When the Levee Breaks
The Corps' fault: Jim Schutze's July 5 article, "Go With Your Gut," holds the Corps of Engineers blameless for its faulty design of the levees that failed after Katrina. Mr. Schutze goes on to swear that had the Corps been left alone, there would have been no Katrina disaster.
While a federal (not state or local) judge upheld environmentalist challenges to the preferred engineering solution, the Corps still made major engineering errors in designing the failed levees. They failed to properly test or analyze soils resulting in flood walls whose pilings were not deep enough for their design load. Other levees were designed without proper fail-safe armoring to prevent them from collapsing after being overtopped. On top of that, the Corps certified that the levees would protect New Orleans from just such a storm as Katrina as part of FEMA's Flood Insurance Rate mapping.
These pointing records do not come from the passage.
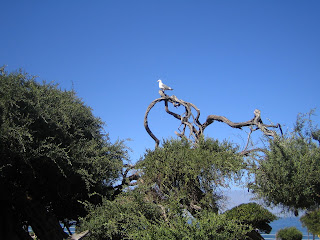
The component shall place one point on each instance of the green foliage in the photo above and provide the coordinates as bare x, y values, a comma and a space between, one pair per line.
207, 226
290, 233
132, 217
311, 220
120, 218
190, 174
175, 197
290, 173
53, 150
252, 214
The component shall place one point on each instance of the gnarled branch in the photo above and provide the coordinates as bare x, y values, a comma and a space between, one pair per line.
191, 122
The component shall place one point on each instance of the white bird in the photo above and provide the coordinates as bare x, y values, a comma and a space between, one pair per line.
77, 236
163, 87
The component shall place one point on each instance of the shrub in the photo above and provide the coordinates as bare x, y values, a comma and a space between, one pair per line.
290, 233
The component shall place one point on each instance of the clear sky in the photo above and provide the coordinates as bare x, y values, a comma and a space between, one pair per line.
228, 57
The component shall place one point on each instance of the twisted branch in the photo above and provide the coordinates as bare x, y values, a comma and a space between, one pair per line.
196, 129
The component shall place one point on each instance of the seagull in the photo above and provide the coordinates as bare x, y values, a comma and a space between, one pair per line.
77, 236
163, 87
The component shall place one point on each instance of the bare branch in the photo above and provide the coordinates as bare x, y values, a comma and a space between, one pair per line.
196, 129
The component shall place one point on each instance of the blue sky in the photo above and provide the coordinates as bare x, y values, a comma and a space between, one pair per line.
226, 57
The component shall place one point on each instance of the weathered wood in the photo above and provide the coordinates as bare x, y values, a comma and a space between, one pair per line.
196, 129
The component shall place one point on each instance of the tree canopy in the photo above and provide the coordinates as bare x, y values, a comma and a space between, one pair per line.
288, 174
54, 154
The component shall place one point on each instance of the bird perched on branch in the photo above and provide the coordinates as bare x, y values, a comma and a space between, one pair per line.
163, 87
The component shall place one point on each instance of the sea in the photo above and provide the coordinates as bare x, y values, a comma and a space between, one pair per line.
284, 222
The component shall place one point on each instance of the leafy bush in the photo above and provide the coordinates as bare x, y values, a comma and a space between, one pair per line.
290, 233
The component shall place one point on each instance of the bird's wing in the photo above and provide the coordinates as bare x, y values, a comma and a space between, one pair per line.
165, 87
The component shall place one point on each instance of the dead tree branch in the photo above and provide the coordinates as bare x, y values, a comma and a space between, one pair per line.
190, 121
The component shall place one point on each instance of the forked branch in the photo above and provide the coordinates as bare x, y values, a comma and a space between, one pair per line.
191, 122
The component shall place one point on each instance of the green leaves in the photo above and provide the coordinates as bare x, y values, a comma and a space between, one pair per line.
53, 147
290, 173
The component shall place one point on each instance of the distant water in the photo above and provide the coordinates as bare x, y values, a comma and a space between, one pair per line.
287, 222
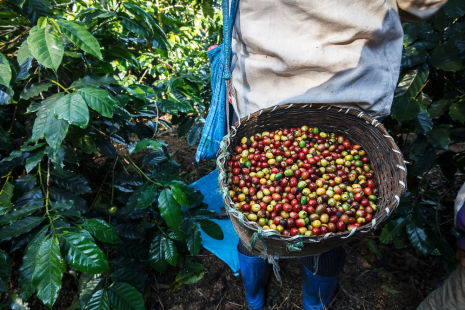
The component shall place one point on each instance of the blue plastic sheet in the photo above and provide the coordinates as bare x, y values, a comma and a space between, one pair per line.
225, 249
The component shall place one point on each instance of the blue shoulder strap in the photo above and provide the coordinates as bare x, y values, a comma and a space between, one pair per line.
228, 23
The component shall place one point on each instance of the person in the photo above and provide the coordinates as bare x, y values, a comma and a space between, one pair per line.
451, 295
343, 53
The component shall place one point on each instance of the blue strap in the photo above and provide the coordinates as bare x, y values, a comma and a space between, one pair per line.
228, 23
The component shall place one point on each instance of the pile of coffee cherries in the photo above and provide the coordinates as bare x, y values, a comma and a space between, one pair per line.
302, 181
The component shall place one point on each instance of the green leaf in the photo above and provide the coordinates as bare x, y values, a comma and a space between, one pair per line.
92, 81
72, 54
153, 158
418, 237
27, 268
5, 199
157, 32
445, 249
4, 271
98, 99
81, 141
88, 285
135, 27
179, 195
105, 147
423, 163
457, 111
438, 138
211, 228
194, 240
71, 181
46, 125
82, 254
177, 235
5, 141
454, 8
190, 274
446, 57
404, 109
185, 126
413, 81
170, 210
422, 121
17, 303
48, 272
23, 52
143, 197
24, 69
170, 252
17, 214
80, 37
34, 159
5, 71
102, 231
132, 277
411, 32
98, 301
439, 107
413, 56
144, 143
45, 46
207, 8
35, 90
391, 229
156, 254
194, 134
125, 297
20, 227
72, 108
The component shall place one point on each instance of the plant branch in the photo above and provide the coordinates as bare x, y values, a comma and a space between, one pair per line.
56, 83
100, 188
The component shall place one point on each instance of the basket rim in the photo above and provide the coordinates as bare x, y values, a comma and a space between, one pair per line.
359, 117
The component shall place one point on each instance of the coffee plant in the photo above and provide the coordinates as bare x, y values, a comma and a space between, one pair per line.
87, 187
427, 120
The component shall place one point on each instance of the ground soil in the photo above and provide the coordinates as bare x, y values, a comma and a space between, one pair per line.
391, 279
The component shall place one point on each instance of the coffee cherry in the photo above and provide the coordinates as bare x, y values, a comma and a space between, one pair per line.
287, 179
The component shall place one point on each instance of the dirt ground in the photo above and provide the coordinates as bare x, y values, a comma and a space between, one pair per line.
390, 279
If the Corps believed in the engineering option they were "forced" to select, there were many avenues for them to register their professional engineering concerns that would have had the effect of emptying New Orleans decades ago. Instead they chose not to stand behind their public safety-critical engineering recommendations in violation of the American Society of Civil Engineer's code of ethics.
Konrad C. King
Stop blaming New Orleanians: As a native New Orleanian struggling to rebuild after Katrina, it is very disheartening to read opinions like Jim Schutze's. People in New Orleans are as tired of this as anyone else in the country. However, it is simple-minded to blame what happened in New Orleans on New Orleanians. Mr. Schutze makes clear that the Corps of Engineers has no trouble expressing what it believes to people and politicians in Dallas about what should and should not be done. Instead of vaguely blaming people and politicians in New Orleans for complicity in the engineering short-cuts which led to the Katrina disaster, how about some dates and names of people who forced the Corps to build substandard levees in our area? I have read Rising Tide. Another story of "politics as usual." Compromise? The mother's milk of politics. The Corps of Engineers knows the political world they operate in. The Corps knows it has a responsibility to the people of New Orleans and the taxpayers of the United States of America to work within well-known engineering limits that will not endanger the lives of people. Which is why the Corps has admitted its own failure in our case. The levee system in New Orleans was not fit for cattle, something people in Texas ought to understand. Stop blaming people in New Orleans for the unbelievable failure we experienced at the hands of the Corps of Engineers. Engineers at the Corps have a professional and moral obligation to us all when it comes to a project's viability, or they should not participate. Do people like Jim Schutze really think the Corps of Engineers knowingly lets politicians and corrupt businessmen force them to participate in projects they know only court disaster?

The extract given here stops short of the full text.